Stock market today: Asian shares are mixed, taking hot US inflation data in stride

BANGKOK– Asian shares were mixed on Thursday after US shares fell on concerns that what appeared to be a hiccup in the battle to curb inflation could become a worrying trend.

Oil prices moved higher and US futures were flat.

South Korean stocks were little changed after the ruling conservative party suffered a crushing defeat in parliamentary elections. The Kospi rose less than 0.1% to 2,706.96.

The results were a huge political blow to President Yoon Suk Yeol, and Prime Minister Han Duck-soo and all of Yoon’s senior presidential advisers, except those responsible for security issues, submitted their resignations on Thursday.

Elsewhere in Asia, Tokyo’s Nikkei 225 lost 0.4% to 39,442.63 and Hong Kong’s Hang Seng fell 0.1% lower to 17,118.27.

The Shanghai Composite index gained 0.2% to 3,032.01 and the S&The P/ASX 200 fell 0.4% to 7,813.60.

Bangkok’s SET lost 0.3% and Taiwan’s Taiex fell 0.1%.

On Wednesday the S&P500 fell 0.9% to 5,160.64. The Dow Jones Industrial Average fell 1.1% to 38,461.51, and the Nasdaq index fell 0.8% to 16,170.36.

Treasury yields rose as bond prices fell, adding to pressure on the stock market after a report showed inflation last month was higher than economists expected. It is the third report in a row to suggest that progress in reducing high inflation may be stalling.

This is painful for shoppers because of the potential for even higher prices in stores. For Wall Street, this raises fears that the Federal Reserve will refrain from making the rate cuts that traders have been craving and betting on.

The Fed has been waiting for more evidence to show that inflation is on a sustained decline toward its 2% target. After an encouraging slowdown last year, there are now fears that inflation will stall after the January, February and March inflation reports were all hotter than expected, along with data on the broader economy.

Prices for everything from bonds to gold fell immediately after the release of inflation figures this morning.

The yield on the 10-year government bond rose to 4.54% from 4.36% late Tuesday and is back to November levels. The two-year yield, which depends more on expectations of Fed action, shot even higher, rising from 4.74% to 4.97%.

Traders have sharply scaled back expectations that the Fed would cut rates in June. At the beginning of the year, they predicted six or more cuts through 2024.

High interest rates undermine inflation by slowing the economy and hurting investment prices. The fear is that interest rates that remain too high for too long could trigger a recession.

Wall Street’s biggest losers Wednesday included real estate investment trusts, utilities and other stocks typically hit hardest by high interest rates.

Real estate shares in the S&The P 500 fell 4.1%, which is by far the largest loss of the eleven sectors that make up the index. That included a 6.1% decline for office owner Boston Properties and a 5.3% decline for Alexandria Real Estate Equities.

Higher interest rates could deter the housing sector by making mortgages more expensive.
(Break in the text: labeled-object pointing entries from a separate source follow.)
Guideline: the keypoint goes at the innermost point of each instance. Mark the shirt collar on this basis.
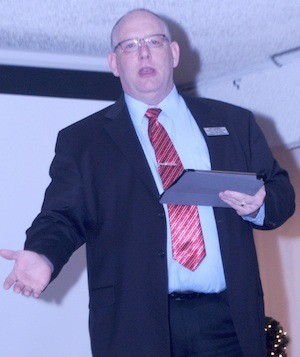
(169, 105)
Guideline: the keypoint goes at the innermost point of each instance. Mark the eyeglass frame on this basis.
(138, 41)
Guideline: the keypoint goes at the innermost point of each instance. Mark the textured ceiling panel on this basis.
(229, 36)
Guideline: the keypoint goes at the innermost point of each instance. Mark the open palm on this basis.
(31, 273)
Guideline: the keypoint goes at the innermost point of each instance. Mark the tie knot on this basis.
(152, 113)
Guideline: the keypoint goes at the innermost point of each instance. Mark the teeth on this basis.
(146, 70)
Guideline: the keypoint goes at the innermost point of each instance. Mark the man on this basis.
(106, 180)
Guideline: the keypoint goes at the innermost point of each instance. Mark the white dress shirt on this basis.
(193, 152)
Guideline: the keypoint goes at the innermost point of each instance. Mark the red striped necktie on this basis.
(186, 233)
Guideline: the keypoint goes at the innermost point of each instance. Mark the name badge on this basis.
(216, 131)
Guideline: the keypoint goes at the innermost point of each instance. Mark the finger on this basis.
(36, 294)
(9, 281)
(26, 291)
(18, 287)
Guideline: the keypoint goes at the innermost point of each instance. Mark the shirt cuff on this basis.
(259, 219)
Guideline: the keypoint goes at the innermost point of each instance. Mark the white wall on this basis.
(57, 323)
(273, 94)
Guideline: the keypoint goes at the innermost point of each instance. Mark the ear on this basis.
(175, 53)
(112, 62)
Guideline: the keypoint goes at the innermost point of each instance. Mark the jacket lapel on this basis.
(122, 132)
(207, 117)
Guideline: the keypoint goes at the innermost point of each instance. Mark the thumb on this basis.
(8, 254)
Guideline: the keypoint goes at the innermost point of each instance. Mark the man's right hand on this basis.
(31, 273)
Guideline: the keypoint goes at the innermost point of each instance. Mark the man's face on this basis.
(145, 74)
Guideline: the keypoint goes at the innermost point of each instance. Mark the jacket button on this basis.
(161, 253)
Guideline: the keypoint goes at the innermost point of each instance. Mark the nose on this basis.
(144, 51)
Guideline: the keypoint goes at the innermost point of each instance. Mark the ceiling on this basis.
(217, 38)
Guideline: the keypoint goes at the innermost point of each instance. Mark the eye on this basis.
(154, 41)
(129, 46)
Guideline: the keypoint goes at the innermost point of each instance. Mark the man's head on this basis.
(145, 69)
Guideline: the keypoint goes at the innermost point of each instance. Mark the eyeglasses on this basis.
(132, 44)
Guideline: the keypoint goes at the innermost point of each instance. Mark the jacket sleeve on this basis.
(59, 229)
(280, 196)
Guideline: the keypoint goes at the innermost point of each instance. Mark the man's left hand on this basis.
(245, 205)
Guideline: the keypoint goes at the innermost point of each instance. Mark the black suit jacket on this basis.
(103, 194)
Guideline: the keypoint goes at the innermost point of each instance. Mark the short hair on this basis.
(137, 10)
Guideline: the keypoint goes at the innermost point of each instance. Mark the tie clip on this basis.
(166, 164)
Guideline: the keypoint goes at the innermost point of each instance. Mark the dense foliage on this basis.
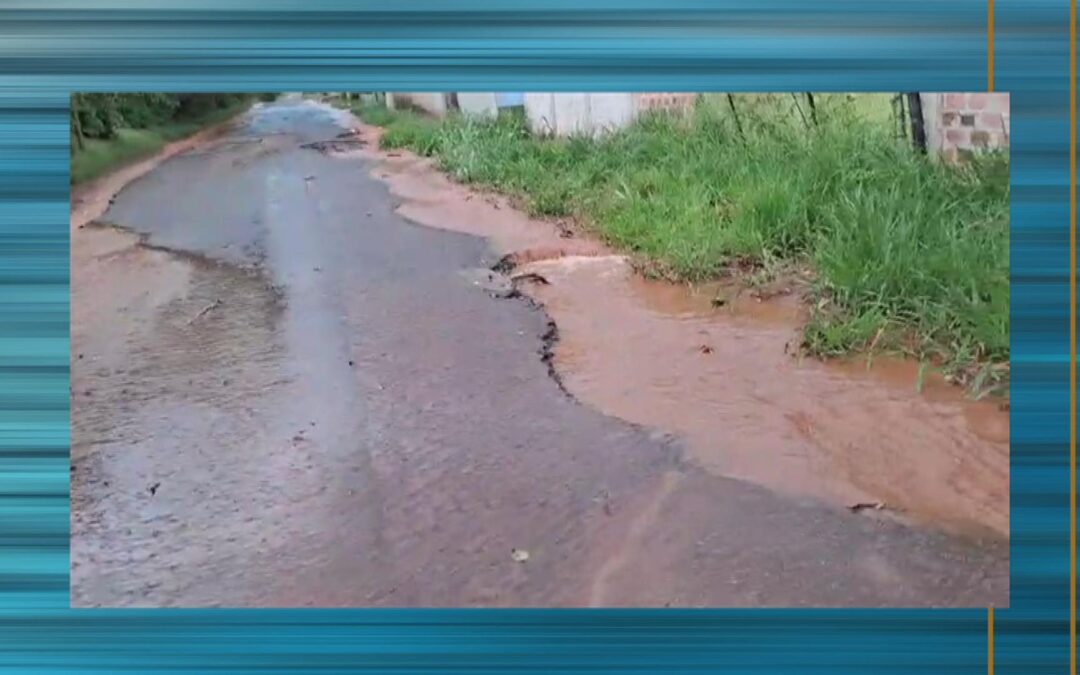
(102, 115)
(110, 130)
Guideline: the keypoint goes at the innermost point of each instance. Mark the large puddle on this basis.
(726, 378)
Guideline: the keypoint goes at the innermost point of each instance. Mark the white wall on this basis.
(433, 103)
(568, 115)
(481, 105)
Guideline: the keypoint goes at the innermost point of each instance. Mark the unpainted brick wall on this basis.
(959, 124)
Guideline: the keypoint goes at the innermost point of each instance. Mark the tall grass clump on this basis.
(905, 253)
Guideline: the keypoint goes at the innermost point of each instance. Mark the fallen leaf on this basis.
(863, 505)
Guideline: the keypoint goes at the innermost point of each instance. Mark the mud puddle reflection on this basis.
(662, 354)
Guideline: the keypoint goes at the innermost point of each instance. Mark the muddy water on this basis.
(726, 379)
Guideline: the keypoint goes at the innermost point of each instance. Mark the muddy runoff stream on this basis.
(726, 379)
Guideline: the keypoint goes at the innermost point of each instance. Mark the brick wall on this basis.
(961, 123)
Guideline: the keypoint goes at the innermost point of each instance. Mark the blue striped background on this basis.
(51, 48)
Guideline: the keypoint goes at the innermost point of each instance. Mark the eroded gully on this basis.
(295, 383)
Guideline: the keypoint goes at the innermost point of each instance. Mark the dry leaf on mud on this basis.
(863, 505)
(518, 555)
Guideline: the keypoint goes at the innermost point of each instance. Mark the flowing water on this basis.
(728, 379)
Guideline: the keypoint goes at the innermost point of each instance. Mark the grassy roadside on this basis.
(99, 157)
(902, 254)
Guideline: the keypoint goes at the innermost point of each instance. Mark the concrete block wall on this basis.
(432, 103)
(568, 115)
(665, 102)
(481, 105)
(961, 123)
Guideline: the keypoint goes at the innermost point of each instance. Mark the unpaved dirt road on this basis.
(286, 394)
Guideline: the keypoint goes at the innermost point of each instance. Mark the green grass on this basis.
(99, 157)
(906, 254)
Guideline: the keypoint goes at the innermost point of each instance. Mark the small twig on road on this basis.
(204, 311)
(530, 277)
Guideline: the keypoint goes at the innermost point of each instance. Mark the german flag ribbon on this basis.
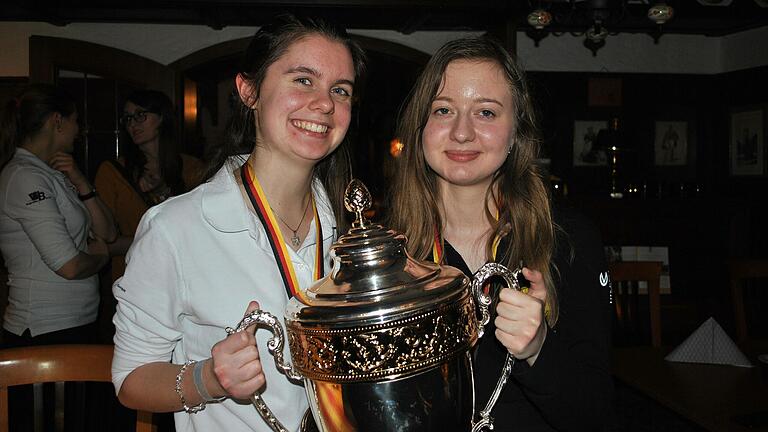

Homebuilder DR Horton fell 6.4%, Lennar fell 5.8% and PulteGroup fell 5.2%.

Major US companies are lining up to report earnings for the first three months of the year, and Delta Air Lines helped kick off reporting season by delivering better-than-expected results.

The airline said it is seeing strong demand for flights around the world, and expects this strength to continue into the spring. But the company also refrained from raising its full-year profit forecast. The stock rose as much as 4% during the morning before swinging to a loss of 2.3%.

In other trading early Thursday, U.S. benchmark crude was unchanged at $86.21 a barrel in electronic trading on the New York Mercantile Exchange.

Brent crude, the international standard, added 2 cents to $90.50 a barrel.

The US dollar fell to 153.10 Japanese yen from 153.17 yen, trading near a 34-year high. The yen has weakened on expectations that the gap between near-zero interest rates in Japan and those in the US will remain wide for the foreseeable future.

The euro fell from $1.0746 to $1.0734.